As to the holder of the title policy, N. Rathblott Development and Realty Company, its rights were in terms disposed of by the provisions of the said decree which provided that obligations under the policy of title insurance should terminate, unless a claim should ripen within two years. The Rathblott Company makes no claim that such a loss has accrued within this period. It is in the position, therefore, of asking the court to alter the terms of the decree. The corporation made no objection to the provision in the decree at the time the decree was signed, and there has been no appeal therefrom. At the time the decree was drafted, a committee of policyholders represented their interests before the court. The court considered the rights and equities of all holders of title policies, and the provision relating thereto, as inserted in the decree, was considered by the court to be fair and just. It is, of course, a commonplace that in the reorganization of distressed corporations, the full original contractual rights of the parties must be modified and the assets distributed in a fair and equitable manner among the claimants, each of whom, of course, must sustain his fair and equitable share of the loss. The Mortgage Guaranty Corporation Rehabilitation act expressly provides that fair and reasonable distribution of the assets of the corporation may be made without the consent of a dissenting creditor. The strict letter of contractual rights is necessarily modified in order to protect the interests of all creditors. Even before the Rehabilitation act, this court had so held in New Jersey National Bank andTrust Co. v. Lincoln Mortgage and Title Guaranty Co., 105 N.J. Eq. 557. This court, therefore, finds no reason to withhold the statutory deposit in the instance of the Rathblott Company.

A somewhat different situation arises in the claims of the holders of guaranteed mortgages. These particular claimants *Page 50 have not taken over the mortgages in satisfaction of their claims, as they had the right to do under the decree. In substance, they claim that they are entitled to continue their present status and that they had the right that the statutory deposit be held separate and intact to satisfy possible future claims for losses. I do not consider that this contention is sound. By the provisions of the decree of May 12th, 1937, it was provided that the holder of a guaranteed mortgage might, within thirty days, notify the new company of his refusal to accept the mortgage in release of his claim. In such event, the court should make such provision, if any, for any obligation of the old company as it deems proper, to be limited to such claims or interests in the statutory deposit as the court may determine. The matter could be brought on before the court by the new company, or anyone interested, upon ten days' notice. Two of the claimants filed notices within the thirty-day period, and the notice of the third was mailed on the thirtieth day and received on the thirty-first day. No formal application under the provision of the decree just quoted had been made by either the claimants or by the new company, unless the present petition now before the court for the turning over of the statutory deposit be considered as such application. The court will, however, consider the matter as though formally before it, since disposition of the statutory deposit necessarily involves the determination of the rights of these claimants.

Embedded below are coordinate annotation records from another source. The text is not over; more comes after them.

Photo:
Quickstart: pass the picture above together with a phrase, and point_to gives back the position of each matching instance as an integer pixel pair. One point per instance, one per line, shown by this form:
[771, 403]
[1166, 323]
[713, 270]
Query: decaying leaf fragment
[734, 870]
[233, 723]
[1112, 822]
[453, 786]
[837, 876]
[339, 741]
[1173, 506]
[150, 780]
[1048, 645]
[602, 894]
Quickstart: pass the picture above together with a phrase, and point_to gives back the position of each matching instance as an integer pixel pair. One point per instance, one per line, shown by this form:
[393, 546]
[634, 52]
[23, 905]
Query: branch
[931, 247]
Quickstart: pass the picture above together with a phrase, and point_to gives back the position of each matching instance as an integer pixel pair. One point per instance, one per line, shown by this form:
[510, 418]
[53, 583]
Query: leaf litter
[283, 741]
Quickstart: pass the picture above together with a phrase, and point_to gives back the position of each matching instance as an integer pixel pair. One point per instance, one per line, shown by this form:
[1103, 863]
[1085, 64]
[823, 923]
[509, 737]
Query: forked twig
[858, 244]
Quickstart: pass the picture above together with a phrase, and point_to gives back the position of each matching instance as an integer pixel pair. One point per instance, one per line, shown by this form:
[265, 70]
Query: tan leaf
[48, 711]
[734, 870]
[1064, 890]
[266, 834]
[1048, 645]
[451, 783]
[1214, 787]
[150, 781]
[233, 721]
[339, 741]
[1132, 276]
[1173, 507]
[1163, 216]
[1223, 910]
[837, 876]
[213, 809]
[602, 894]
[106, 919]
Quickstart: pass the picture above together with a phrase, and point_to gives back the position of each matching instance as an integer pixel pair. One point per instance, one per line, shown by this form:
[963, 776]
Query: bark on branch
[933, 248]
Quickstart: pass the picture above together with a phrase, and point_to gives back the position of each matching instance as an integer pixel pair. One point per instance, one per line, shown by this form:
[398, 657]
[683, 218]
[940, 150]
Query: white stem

In determining their rights, there must be taken into account the considerations respecting the modification of the letter of contracts and the necessarily scaling down of rights necessary to fairly and equitably apportion the assets among all classes of creditors. It does not appear that these particular claimants are, in fact, likely to sustain any serious loss, since it seems that the mortgages held by them are sound ones. They, therefore, have no matured claim and it is possible that none may arise. Certainly none has arisen since the signing of the decree. The decree itself provides in paragraph 26, "Holders of guaranteed mortgages who formerly refused to release (but only to the extent as by the court permitted by an order hereafter to be made) may make claim *Page 51 upon said securities or fund if any claim shall ripen within the said two-year period." The various contracts of all creditors and their rights thereunder, were merged in a decree. These claimants had notice of the proceeding and, as heretofore stated, no appeal had been taken from the decree. Limiting the rights of these claimants to those which shall have ripened within two years from the time of the decree, being the same limitation as that on the rights of holders of title policies, is fair, reasonable and just.

An order will be advised directing the turning over to the New Jersey Mortgage and Title Company, of the statutory deposit, free of all claims thereto, of the present claimants.